Commodoro Rivadavia n'entend plus rien, mais à mille kilomètres de là, vingt minutes plus tard, Bahia Blanca capte un second message :

« Descendons. Entrons dans les nuages... »

Puis ces deux mots d'un texte obscur apparurent dans le poste de Trelew :

« ... rien voir... »

Les ondes courtes sont ainsi. On les capte là, mais ici on demeure sourd. Puis, sans raison, tout change. Cet équipage, dont la position est inconnue, se manifeste déjà aux vivants, hors de l'espace, hors du temps, et sur les feuilles blanches des postes radio ce sont déjà des fantômes qui écrivent.

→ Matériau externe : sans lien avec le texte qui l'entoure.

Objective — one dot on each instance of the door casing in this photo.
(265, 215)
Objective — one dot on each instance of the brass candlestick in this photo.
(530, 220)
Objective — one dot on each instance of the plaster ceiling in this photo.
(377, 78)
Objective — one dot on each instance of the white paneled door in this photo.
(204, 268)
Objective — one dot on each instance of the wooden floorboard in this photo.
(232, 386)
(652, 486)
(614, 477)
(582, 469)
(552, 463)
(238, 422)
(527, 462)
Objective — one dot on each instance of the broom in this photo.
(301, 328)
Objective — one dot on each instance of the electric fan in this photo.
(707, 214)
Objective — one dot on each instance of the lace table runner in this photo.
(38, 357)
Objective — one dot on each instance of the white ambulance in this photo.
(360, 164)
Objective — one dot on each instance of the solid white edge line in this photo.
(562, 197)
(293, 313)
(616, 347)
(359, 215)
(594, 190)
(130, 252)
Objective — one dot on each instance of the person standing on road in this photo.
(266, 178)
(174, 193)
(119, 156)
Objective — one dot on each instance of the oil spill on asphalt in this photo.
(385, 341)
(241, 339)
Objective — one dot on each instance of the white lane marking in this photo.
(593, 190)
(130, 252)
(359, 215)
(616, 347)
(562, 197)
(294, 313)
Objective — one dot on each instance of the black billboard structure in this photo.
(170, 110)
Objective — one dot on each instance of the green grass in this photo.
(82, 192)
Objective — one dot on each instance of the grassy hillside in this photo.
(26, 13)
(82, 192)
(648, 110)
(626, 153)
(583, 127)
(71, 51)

L'essence est-elle épuisée, ou le pilote joue-t-il, avant la panne, sa dernière carte : retrouver le sol sans l'emboutir?

La voix de Buenos Aires ordonne à Trelew :

« Demandez-le-lui. »

* * *

Le poste d'écoute T.S.F. ressemble à un laboratoire : nickels, cuivres et manomètres, réseau de conducteurs. Les opérateurs de veille, en blouse blanche, silencieux, semblent courbés sur une simple expérience.

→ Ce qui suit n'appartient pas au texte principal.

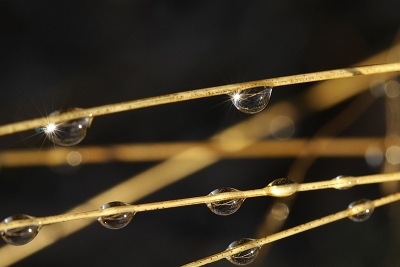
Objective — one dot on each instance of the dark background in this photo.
(56, 54)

De leurs doigts délicats ils touchent les instruments, ils explorent le ciel magnétique, sourciers qui cherchent la veine d'or.

— On ne répond pas?

— On ne répond pas.

Ils vont peut-être accrocher cette note qui serait un signe de vie. Si l'avion et ses feux de bord remontent parmi les étoiles, ils vont peut-être entendre chanter cette étoile...

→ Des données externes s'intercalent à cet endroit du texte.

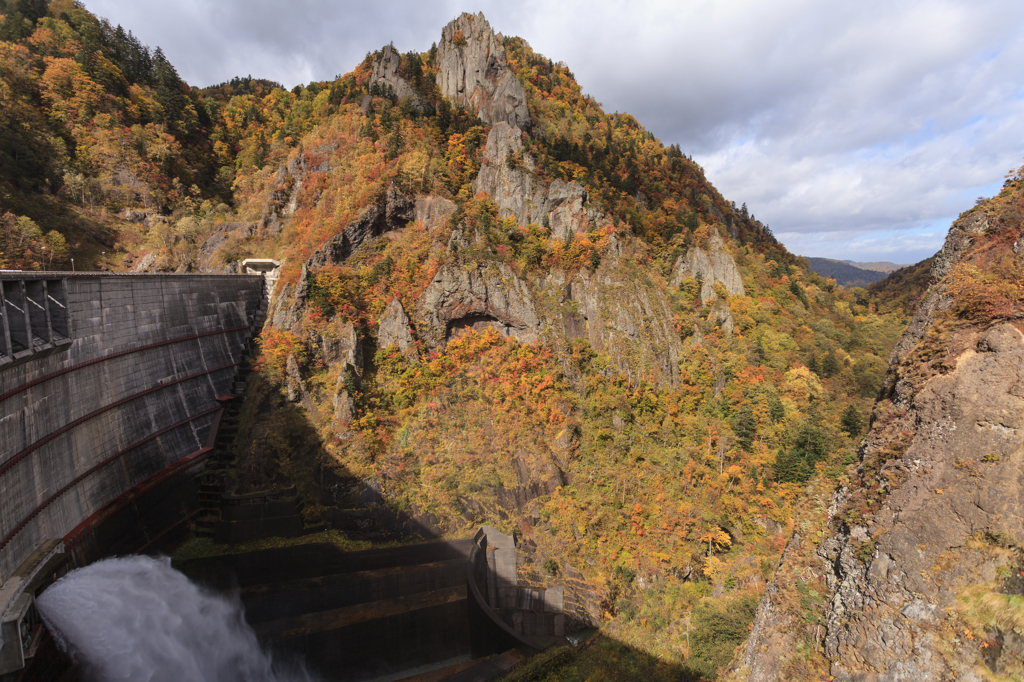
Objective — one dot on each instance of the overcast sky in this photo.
(857, 130)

Les secondes s'écoulent. Elles s'écoulent vraiment comme du sang. Le vol dure-t-il encore? Chaque seconde emporte une chance. Et voilà que le temps qui s'écoule semble détruire. Comme, en vingt siècles, il touche un temple, fait son chemin dans le granit et répand le temple en poussière, voilà que des siècles d'usure se ramassent dans chaque seconde et menacent un équipage.

Chaque seconde emporte quelque chose.

Cette voix de Fabien, ce rire de Fabien, ce sourire. Le silence gagne du terrain. Un silence de plus en plus lourd, qui s'établit sur cet équipage comme le poids d'une mer.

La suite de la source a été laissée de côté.